Afilog : « Logistique urbaine et immobilier productif ont un destin commun »

- Christophe Ripert, vice-président d’Afilog et directeur général délégué à la logistique urbaine chez Quartus
- Quartus – Vincent Bousserez
Parcs d’activités, entrepôts à étages, HLU, ELU, etc. l’immobilier s’impose à l’agenda des politiques urbaines. Christophe Ripert, vice-président d’Afilog et directeur général délégué à la logistique urbaine chez Quartus, défend une vision intégrée de la ville productive à l’occasion de la parution du livre blanc d’Afilog Immobilier productif et logistique en milieu urbain.
Le volet production urbaine n’était pas abordé dans le précédent Livre blanc de la logistique urbaine d’Afilog, paru en 2012. Pourquoi avoir inrtoduit cet enjeu ?
Christophe Ripert : Dans notre précédent ouvrage, le sujet était effectivement abordé essentiellement sous l’angle du transport de marchandises en ville. Aujourd’hui, nous intégrons pleinement les activités productives en milieu urbain, car elles sont indissociables des activités logistiques. Logistique urbaine et immobilier productif ont un destin commun et les politiques qu’elles soient de mobilité, de voiries, de stationnement, d’urbanisme, etc., se doivent de prendre en compte ces deux approches simultanément et de façon globale.

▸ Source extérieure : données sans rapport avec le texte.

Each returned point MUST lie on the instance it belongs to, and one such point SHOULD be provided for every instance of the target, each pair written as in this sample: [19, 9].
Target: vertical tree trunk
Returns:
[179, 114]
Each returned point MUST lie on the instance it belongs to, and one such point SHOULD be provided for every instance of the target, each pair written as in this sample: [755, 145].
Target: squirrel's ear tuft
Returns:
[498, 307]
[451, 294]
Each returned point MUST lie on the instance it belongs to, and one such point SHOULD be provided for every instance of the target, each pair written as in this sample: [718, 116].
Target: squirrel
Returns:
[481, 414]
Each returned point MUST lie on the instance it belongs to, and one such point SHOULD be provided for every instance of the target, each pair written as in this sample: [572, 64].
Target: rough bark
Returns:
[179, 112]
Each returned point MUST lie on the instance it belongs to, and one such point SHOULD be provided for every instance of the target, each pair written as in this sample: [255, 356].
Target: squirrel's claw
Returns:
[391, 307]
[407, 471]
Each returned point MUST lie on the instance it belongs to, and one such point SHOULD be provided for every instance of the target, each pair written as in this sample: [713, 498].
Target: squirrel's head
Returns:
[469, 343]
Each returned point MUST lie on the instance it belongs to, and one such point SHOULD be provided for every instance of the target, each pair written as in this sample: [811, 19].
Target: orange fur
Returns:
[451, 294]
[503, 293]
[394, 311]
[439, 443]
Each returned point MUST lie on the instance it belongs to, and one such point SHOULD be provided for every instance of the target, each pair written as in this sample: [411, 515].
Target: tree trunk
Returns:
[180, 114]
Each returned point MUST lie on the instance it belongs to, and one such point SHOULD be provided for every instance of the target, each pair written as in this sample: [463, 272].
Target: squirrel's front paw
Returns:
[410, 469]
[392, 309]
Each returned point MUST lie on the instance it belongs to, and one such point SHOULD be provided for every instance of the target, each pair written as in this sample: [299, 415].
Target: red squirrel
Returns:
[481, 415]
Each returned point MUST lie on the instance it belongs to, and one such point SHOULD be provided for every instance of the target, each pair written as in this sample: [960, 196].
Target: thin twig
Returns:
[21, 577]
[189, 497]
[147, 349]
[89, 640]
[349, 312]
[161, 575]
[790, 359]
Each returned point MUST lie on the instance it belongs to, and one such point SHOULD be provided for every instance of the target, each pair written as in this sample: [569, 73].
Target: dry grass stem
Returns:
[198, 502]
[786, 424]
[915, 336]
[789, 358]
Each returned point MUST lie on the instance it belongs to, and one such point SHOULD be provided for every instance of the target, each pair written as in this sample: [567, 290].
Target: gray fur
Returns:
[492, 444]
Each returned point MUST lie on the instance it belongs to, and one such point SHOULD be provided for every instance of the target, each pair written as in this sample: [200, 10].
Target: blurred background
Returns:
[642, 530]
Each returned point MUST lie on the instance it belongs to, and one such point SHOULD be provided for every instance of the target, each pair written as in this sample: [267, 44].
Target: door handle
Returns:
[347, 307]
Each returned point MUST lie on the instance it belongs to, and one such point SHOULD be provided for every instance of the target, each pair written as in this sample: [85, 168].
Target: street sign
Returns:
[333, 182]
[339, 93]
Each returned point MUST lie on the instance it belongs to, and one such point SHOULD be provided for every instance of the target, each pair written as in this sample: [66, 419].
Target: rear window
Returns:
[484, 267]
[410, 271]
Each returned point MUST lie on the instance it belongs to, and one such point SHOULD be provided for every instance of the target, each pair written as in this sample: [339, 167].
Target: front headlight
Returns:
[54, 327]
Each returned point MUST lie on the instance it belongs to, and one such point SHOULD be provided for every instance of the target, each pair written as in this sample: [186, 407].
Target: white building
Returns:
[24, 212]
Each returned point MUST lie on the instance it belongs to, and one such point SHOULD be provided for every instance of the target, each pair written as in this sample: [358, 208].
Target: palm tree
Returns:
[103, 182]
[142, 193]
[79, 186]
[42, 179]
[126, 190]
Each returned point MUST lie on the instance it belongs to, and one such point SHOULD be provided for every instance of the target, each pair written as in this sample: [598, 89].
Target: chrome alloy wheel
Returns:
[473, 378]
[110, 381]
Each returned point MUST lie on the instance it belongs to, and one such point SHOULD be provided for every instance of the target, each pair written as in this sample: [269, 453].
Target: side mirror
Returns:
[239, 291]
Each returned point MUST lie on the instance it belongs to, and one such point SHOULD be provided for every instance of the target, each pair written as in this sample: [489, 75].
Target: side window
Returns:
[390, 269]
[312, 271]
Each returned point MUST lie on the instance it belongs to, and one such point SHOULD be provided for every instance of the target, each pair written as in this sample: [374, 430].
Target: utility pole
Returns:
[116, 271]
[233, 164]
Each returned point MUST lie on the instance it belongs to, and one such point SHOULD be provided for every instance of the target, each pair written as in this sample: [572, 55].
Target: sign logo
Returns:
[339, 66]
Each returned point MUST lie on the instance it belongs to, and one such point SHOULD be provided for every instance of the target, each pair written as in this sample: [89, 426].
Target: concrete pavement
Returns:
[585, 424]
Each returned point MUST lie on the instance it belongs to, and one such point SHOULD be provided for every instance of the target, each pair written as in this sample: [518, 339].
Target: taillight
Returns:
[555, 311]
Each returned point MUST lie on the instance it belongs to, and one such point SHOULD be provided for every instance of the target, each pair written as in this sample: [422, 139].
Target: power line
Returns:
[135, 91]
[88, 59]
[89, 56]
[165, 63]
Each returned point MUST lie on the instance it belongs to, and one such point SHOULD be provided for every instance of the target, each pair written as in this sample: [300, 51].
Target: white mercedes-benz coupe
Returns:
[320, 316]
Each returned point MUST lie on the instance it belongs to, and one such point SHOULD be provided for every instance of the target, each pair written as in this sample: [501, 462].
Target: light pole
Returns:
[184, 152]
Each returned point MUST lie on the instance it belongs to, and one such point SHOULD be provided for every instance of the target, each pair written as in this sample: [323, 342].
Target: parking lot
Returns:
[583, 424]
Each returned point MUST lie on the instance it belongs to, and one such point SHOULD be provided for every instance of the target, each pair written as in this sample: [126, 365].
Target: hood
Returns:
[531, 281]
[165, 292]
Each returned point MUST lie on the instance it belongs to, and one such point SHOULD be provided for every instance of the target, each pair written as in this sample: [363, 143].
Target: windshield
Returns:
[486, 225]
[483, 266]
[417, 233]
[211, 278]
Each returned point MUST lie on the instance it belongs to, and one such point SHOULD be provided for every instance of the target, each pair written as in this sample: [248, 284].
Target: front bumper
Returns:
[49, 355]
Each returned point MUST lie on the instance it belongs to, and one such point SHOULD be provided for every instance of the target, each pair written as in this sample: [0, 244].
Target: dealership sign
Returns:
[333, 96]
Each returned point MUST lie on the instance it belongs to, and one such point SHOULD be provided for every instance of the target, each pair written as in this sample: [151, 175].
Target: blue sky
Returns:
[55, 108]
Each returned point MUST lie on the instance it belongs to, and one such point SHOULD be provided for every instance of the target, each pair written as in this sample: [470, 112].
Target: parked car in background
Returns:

Comment définissez-vous précisément l’immobilier productif ?
C.R. : L’immobilier productif regroupe les lieux où l’on transforme des marchandises destinées à une consommation locale : ateliers d’artisans, petites unités industrielles, etc. À cela s’ajoutent les infrastructures logistiques, qui permettent de stocker, trier et redistribuer ces marchandises. Ces espaces sont essentiels pour assurer le fonctionnement des chaînes logistiques urbaines, fondées sur le principe de massification et de démassification des flux. Aujourd’hui, deux grands concepts structurent l’immobilier logistique et productif en ville : l’hôtel logistique urbain et l’immeuble d’activités urbain. Ces bâtiments, qui peuvent aussi intégrer du tertiaire, des commerces, des équipements publics ou d’autres activités, reposent sur un principe commun : la verticalité, qui permet de densifier des terrains rares et coûteux en ville.
Quels sont les principaux enseignements de votre nouveau livre blanc ?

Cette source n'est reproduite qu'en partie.